Why this as my first product? The market. Since it's my first, I didn't want to build something that needed market validation. There's a huge risk in that, especially for your first MVP. Ideally you pick something that already exists and just improve on it. That's half the battle of MVP development right there: you skip the part where you're guessing whether anyone wants the thing.

I didn't do this alone. I've started products before and dropped them halfway, those repos are still sitting in my GitHub collecting dust. This time I built it with my friend Majid, which made the whole process way more fun.

So what does it do? Feedbackworthy lets users collect reviews and manage them straight from the dashboard. Clients sign up, share a form link with their customers, and start collecting reviews. We give you custom components you can copy-paste into your site, and with shadow mode they blend in without breaking your theme. For now we're only shipping the bare minimum components.

The hard part was payment integration.

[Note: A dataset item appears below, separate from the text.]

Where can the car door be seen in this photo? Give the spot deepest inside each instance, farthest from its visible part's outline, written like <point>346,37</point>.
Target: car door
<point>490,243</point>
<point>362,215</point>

This is the side of MVP software engineering nobody really warns you about. It's one thing to say you know how to work with APIs. It's a whole different level when actual money is on the line. If it breaks, you lose revenue. And if the customer isn't kind enough to report it and you don't have logging in place, just forget about figuring it out anytime soon. I'll write about payment integration in another post. This one's about Feedbackworthy.

We took our time with this one. Early on I was building in public, but the pressure of freelancing while building the whole MVP website overwhelmed me and I had to stop. We were still making progress every day, I just stopped posting so I could catch a break.

Currently we have added the following features:

  • Users can collect and manage feedbacks using workspaces and forms.
  • You can create a component for them, and simply embed them in your website. No coding is needed.
  • The free version includes our branding, but the paid one doesn't and we actually tried to price it so that it makes sense to an individual to purchase it and use it. There will be more plans and features in the future as well.

Now that it's ready, I'm determined to market it and try to make some revenue. I've never worked in sales before, so we'll see how this goes. Inshallah I'll figure it out along the way. The goal now is simple: market it, improve it, keep selling.

I'm also going to work on onboarding for the app. I'm pretty sure that'll help convert the traffic landing on my site.

Finishing this MVP and polishing it felt like a win on its own, which is why I wanted to write about it. If we break the market and crack some crazy numbers, I'll write another one.